Gugatan mereka kepada pemerintah sebesar Rp 100 juta, di tolak oleh Mahkamah Agung. Meskipun kemudian pemerintah saat itu menjanjikan akan menjamin kehidupan dan pendidikan bagi anak-anak mereka bahkan hingga tingkat sarjana, tapi janji itu pun menguap entah kemana.
Faktanya 12 anak-anak Karta sama sekali tak pernah diperhatikan oleh pemerintah, hidup keluarga mereka hancur berantakan, paling tinggi pendidikan anak-anak Karta hanya SMP, selebihnya putus sekolah saat SD dan bekerja serabutan.Â
Nasib Karta sendiri sangat mengenaskan tak lama setelah ia dibebaskan dari LP Cipinang, ia meninggal karena kecelakaan sepeda motor.
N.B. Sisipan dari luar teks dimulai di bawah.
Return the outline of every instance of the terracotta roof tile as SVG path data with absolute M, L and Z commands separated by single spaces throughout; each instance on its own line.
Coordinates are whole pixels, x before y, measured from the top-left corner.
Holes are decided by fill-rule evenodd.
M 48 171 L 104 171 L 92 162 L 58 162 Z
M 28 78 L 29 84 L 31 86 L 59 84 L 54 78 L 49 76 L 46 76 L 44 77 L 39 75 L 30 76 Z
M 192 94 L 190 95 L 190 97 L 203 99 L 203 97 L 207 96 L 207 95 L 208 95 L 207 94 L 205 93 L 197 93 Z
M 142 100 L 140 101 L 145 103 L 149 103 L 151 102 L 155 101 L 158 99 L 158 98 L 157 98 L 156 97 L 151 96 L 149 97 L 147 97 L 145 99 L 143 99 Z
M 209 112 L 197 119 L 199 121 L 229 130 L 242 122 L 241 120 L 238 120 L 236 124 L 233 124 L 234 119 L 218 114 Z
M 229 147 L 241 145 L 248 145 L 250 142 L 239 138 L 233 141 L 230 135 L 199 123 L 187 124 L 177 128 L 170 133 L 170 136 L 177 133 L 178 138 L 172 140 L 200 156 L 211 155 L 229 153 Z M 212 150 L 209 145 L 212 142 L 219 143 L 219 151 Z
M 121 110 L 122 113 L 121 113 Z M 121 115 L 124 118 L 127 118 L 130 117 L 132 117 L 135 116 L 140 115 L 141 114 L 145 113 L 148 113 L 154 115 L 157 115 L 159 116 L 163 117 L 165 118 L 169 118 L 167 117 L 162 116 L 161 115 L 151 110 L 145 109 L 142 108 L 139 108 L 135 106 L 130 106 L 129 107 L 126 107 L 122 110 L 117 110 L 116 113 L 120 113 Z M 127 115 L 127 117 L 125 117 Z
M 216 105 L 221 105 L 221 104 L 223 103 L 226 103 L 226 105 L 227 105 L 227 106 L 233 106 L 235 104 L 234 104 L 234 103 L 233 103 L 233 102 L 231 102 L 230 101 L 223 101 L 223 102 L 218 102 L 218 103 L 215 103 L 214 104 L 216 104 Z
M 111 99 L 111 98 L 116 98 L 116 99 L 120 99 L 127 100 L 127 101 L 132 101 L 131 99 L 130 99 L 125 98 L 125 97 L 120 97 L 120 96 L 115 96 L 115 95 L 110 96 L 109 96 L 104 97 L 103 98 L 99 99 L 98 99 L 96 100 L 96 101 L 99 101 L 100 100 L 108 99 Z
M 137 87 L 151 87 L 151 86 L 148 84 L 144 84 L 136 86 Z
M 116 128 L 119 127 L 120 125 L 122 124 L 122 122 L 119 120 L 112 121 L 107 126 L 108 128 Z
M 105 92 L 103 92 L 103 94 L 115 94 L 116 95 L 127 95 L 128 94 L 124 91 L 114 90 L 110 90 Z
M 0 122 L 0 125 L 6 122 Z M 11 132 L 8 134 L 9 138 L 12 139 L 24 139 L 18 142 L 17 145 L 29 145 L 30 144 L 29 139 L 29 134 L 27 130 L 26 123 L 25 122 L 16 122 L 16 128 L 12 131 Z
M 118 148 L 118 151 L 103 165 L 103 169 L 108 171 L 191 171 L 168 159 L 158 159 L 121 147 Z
Sementara peruntungan Sengkon pun setali tiga uang.
Selepas Sengkon dari penjara, selain tubuhnya habis digerogoti penyakit TBC, kejiwaannya pun terganggu akibat stres berkepanjangan dan malah menjadi beban keluarganya yang memang sudah berat setelah Sengkon masuk penjara.
Akhirnya Sengkon meninggal dunia pada 1987 akibat penyakit TBC yang di deritanya.
Sungguh tragis kasus salah hukum ini, meskipun kebenaran pada akhirnya pasti akan terkuak, tapi efeknya sungguh sangat tak berperi bagi kehidupan yang bersangkutan andai aparat hukum bertindak sembrono dalam menangani sebuah  kasus hukum.